Thinly Traded Securities

4 mins read
by Angel One

Thinly traded shares are those which cannot be easily sold or exchanged for cash without a significant change in price. Thinly traded securities are often exchanged in lower volumes, and have a small number of interested buyers as well as sellers. This can lead such securities to volatile changes in pricing when a transaction occurs. Such securities have often been referred to as illiquid. Thinly traded securities basically trade at a lower volume and exhibit an increase in volatility. Often, thinly-traded companies trade on exchanges that are over-the-counter.

How Do Thinly Traded Shares Work?

Thinly traded securities can be determined by wide bid-ask spreads as well as a low volume. In general, these securities pose a slightly greater risk than liquid investments. As mentioned earlier, thinly traded securities often exist outside the national stock exchanges. This is why the lack of ready sellers and buyers usually leads to larger disparities between the asking price and the bidding price.

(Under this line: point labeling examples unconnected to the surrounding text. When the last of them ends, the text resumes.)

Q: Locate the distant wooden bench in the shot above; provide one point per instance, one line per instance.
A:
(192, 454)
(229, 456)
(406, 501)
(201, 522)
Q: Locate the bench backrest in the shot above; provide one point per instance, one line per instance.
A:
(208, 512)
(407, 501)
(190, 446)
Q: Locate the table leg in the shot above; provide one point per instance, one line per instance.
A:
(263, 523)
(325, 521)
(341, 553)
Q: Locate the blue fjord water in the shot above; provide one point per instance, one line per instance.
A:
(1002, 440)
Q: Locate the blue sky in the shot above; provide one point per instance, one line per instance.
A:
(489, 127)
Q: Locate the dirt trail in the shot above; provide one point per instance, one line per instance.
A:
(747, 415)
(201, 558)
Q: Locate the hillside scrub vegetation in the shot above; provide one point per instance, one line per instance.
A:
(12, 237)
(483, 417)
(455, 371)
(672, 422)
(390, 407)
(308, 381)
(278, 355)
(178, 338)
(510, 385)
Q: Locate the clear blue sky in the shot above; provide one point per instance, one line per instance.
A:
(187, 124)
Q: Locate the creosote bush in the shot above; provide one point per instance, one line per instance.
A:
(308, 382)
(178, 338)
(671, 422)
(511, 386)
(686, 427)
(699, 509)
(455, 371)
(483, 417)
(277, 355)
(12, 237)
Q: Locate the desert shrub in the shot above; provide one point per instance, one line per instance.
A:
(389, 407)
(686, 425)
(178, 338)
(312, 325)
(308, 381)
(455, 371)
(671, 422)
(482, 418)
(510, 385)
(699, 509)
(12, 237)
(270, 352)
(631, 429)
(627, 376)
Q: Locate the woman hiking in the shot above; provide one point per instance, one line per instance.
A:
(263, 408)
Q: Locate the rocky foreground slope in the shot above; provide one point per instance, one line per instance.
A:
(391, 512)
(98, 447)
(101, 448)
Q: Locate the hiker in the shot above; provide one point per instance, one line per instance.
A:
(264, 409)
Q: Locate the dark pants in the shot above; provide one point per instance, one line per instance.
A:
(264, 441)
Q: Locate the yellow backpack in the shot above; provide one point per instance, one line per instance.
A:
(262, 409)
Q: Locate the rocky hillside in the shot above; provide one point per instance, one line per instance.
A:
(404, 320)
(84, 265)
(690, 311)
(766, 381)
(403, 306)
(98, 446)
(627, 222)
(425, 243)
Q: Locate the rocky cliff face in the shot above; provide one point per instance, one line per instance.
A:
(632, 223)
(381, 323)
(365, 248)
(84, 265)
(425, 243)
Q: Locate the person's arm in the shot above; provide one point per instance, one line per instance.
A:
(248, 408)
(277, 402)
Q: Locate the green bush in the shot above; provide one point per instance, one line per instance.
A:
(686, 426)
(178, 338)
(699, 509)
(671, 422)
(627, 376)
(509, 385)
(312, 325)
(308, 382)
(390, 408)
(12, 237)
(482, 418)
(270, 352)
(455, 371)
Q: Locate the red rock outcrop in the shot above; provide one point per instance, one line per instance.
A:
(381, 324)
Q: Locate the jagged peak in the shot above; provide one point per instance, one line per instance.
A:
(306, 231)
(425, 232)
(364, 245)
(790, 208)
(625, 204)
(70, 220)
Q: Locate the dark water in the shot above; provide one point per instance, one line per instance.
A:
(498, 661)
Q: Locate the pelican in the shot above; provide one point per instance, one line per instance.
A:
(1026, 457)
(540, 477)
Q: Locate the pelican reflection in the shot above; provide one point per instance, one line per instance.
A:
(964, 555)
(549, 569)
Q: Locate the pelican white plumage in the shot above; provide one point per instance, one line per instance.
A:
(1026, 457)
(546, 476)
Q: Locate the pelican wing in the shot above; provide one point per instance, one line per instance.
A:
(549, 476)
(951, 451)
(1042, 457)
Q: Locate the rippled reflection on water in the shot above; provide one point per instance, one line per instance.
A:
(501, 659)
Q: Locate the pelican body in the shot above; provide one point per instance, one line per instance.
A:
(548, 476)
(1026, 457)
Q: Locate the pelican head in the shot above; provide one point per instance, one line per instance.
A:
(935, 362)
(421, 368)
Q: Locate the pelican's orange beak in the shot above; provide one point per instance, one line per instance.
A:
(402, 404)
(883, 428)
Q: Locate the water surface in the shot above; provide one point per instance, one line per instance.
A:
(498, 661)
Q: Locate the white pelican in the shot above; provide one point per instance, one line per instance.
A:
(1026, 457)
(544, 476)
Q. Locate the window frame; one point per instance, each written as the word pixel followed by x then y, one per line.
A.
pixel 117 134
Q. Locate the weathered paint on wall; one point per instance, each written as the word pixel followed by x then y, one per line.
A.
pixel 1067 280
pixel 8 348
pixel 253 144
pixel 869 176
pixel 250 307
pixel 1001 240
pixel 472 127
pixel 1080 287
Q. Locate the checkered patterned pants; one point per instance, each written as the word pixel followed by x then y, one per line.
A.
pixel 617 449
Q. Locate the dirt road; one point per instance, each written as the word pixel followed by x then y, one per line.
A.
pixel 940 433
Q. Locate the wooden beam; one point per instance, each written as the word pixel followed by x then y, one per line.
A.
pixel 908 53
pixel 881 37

Suppose a seller sells at a lower bid price or buyer purchases the security at a high ask price, the securities price itself can experience a significant move. Since the smaller number of participants easily impact the market price, this makes way for a liquidity risk, making thinly traded securities riskier than liquid assets.

Significance of thinly traded shares

In thinly traded shares one sees larger ask/bid shares which generally signifies larger profits for a dealer. One of the key aspects of the bid and asking price is that the sellers receive the bid price while purchases pay the asking price. This subtlety is how traders earn revenue using a bid-ask spread. The trader simply buys stocks at the asking price and sells it at the bidding price. Hence, the size of the spread is directly proportional to the size of the earnings made from it.

A bid/ask spread makes illiquidity easy to measure, but liquidity risk itself is harder to grasp and predict. The chance that the spread will grow to a concerning size always exists. The worst-case scenario is that the thinly traded security will have to be sold off quickly while the investor incurs a loss. There can be more problems that a thinly traded security can compound into. Suppose an investor trading thinly traded shares is not able to liquidate their position, this could keep them from meeting their outstanding debt obligations.

Illiquidity increases the credit risk of an investor. Investors who use a buy-and-hold strategy typically encounter fewer problems when thin trading since they aren’t generally interested in buying and selling securities quickly. This holds true for bond investors who are employing a buy-and-hold tactic, or those investors who are simply awaiting maturity from their bonds without being concerned about interim movements in price.

Advantages of Thinly Traded Stocks

There are some potential advantages of using thinly traded securities to trade. Firstly there is the potential short-term appreciation seen in this thinly traded example. Suppose a thinly traded stock suddenly grabs the attention of investors, even a slight increase in its demand can trigger massive growth in the share price.

For instance, suppose a stock normally trades at 2000 shares a day, and a favorable article comes out about it in a reputable financial journal the following day. Demand could soar upto 10000 shares in a day just from that individual favorable coverage, driving the share price significantly higher in a few days alone. Ultimately, one can see large profits for those who chose to hold onto the thinly traded stocks before they gained popularity.

Secondly, there is the repurchasing of thinly traded stocks at bargain prices during market dips. This thinly traded example showcases how they can be repurchased at a bargain price. Let’s say an investor sells a huge percentage of their shares in a thinly traded stock. Following this, the price is likely to go down since the supply of the shares may likely exceed their demand. Suppose you intend to accumulate extra shares of a thinly traded security, watch for price dips so you snatch up the shares at a bargain price.

Conclusion

Thinly traded securities are a somewhat high-risk lucrative way to trade in low volumes but leverage high volatility. This way one can experience both short-term and long-term capital appreciation due to the volatile nature of these securities.